おおいに共感した。でも書評には困った
本書は「書き方」というよりも「文章の推敲の仕方」を語った本だと言える。一度書いた文章をどのように修正していけば上手な文章になるのか。そのコツやポイントが分かりやすく述べられている。
私も職業柄、他人の書いた文章を推敲することが多く
「あるある、こういうこと」
と、本書の主張にはおおいに共感した。
推敲の際に私が意識しているのは「主語と述語をしっかり対応させる」こと。日本語は主語と述語が英語ほど明確ではないとよく言われる。しかしこれは文法上の話であり、「日本語だから主語と述語が曖昧でよい」という意味ではないのだ。

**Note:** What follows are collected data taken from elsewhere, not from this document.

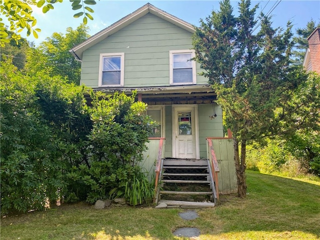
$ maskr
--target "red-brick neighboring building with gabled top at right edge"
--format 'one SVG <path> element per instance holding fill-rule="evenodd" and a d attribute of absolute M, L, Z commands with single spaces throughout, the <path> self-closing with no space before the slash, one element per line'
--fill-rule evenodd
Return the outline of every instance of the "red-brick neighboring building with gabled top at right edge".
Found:
<path fill-rule="evenodd" d="M 305 52 L 303 66 L 306 71 L 320 73 L 320 28 L 317 27 L 307 40 L 309 47 Z"/>

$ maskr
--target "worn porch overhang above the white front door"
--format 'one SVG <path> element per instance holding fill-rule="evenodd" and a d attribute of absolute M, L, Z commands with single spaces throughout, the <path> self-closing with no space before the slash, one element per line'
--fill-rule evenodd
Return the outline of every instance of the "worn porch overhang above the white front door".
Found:
<path fill-rule="evenodd" d="M 149 105 L 212 103 L 212 101 L 216 99 L 216 93 L 209 84 L 93 88 L 93 91 L 102 91 L 107 94 L 113 94 L 116 91 L 131 94 L 133 90 L 137 91 L 137 99 Z"/>

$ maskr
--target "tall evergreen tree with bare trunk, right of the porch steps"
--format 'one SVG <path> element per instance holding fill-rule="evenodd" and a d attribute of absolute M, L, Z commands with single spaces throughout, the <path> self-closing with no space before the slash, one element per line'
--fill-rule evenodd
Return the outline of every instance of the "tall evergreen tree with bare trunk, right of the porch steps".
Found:
<path fill-rule="evenodd" d="M 225 114 L 225 124 L 233 131 L 234 160 L 238 195 L 245 197 L 246 145 L 252 140 L 289 133 L 313 126 L 314 116 L 299 111 L 307 106 L 292 104 L 292 93 L 306 80 L 300 66 L 291 64 L 291 23 L 282 31 L 272 28 L 270 17 L 255 18 L 257 5 L 249 0 L 238 3 L 238 17 L 229 0 L 220 10 L 200 19 L 193 36 L 195 60 L 205 71 Z M 260 27 L 259 31 L 254 31 Z M 311 117 L 310 117 L 311 116 Z M 240 149 L 239 149 L 240 148 Z"/>

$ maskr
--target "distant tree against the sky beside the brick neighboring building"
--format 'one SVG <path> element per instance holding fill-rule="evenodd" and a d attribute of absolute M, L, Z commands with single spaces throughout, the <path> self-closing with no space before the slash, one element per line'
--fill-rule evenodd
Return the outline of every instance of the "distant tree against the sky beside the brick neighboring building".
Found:
<path fill-rule="evenodd" d="M 293 40 L 298 45 L 297 50 L 293 51 L 296 64 L 302 64 L 305 55 L 305 50 L 308 48 L 307 38 L 316 27 L 320 27 L 320 22 L 316 24 L 315 21 L 311 19 L 306 24 L 306 27 L 296 29 L 297 36 L 293 37 Z"/>

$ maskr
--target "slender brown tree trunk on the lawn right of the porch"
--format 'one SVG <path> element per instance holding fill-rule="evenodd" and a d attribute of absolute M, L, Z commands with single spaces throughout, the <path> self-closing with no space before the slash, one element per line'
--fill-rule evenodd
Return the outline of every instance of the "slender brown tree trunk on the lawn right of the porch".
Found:
<path fill-rule="evenodd" d="M 238 188 L 238 196 L 246 196 L 246 182 L 245 182 L 245 140 L 241 141 L 241 157 L 239 154 L 239 141 L 236 137 L 233 137 L 234 146 L 234 163 L 235 163 L 235 174 Z"/>

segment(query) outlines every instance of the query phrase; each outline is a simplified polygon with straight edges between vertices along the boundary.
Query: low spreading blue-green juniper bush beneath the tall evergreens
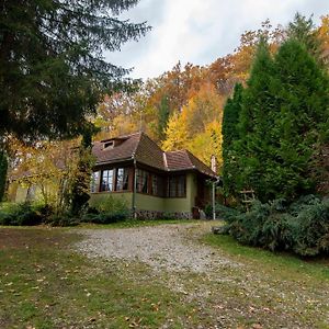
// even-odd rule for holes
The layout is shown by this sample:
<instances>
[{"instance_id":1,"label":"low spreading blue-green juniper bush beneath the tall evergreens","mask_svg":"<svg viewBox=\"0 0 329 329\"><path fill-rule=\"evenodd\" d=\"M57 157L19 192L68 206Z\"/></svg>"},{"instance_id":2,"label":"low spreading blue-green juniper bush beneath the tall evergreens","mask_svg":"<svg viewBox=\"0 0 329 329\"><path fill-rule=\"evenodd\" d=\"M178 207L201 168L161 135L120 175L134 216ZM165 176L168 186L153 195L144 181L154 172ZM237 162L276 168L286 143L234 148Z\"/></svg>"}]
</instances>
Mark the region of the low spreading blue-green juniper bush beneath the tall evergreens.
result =
<instances>
[{"instance_id":1,"label":"low spreading blue-green juniper bush beneath the tall evergreens","mask_svg":"<svg viewBox=\"0 0 329 329\"><path fill-rule=\"evenodd\" d=\"M241 243L299 256L329 254L329 200L303 196L292 205L284 200L256 201L248 213L227 211L226 230Z\"/></svg>"}]
</instances>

もう一つは「一つの文は短く」「修飾語は少なく」「長い分は分ける」など、なるべく文章を短縮することである。同じ内容を表現できるなら、文字は少ないほうが頭に入りやすいというのが私の考え方だ。
ただ「じゃあ、どうすればいいのか具体的に教えてよ」と聞かれてもなかなか困る。自分が普段やっていることを説明するのは難しいものだ。でも、これからは楽ちんだ。「この本に分かりやすく書いてあるよ」と言えばよいのだから。
その他にも「語尾に変化をつける」「長い修飾語は先に、短い修飾語は後ろに」「接続詞の上手な使い方」などなど、さまざまなコツが掲載されている。私も文章術を再確認するとともに、新たに学んだことがたくさんあった。
ただし50以上のコツを一気に習得するのは難しい。「なるほど、これは」と思ったものから、少しずつ確実に実行していくのがよいだろう。
しかし書評には困った。「上手な文章の書き方」の本の書評の文章が下手だったら、目も当てられない。この本の価値が疑われてしまうではないか…。というわけで、いつもより念入りに推敲したのだが、果たして上手に書けているだろうか。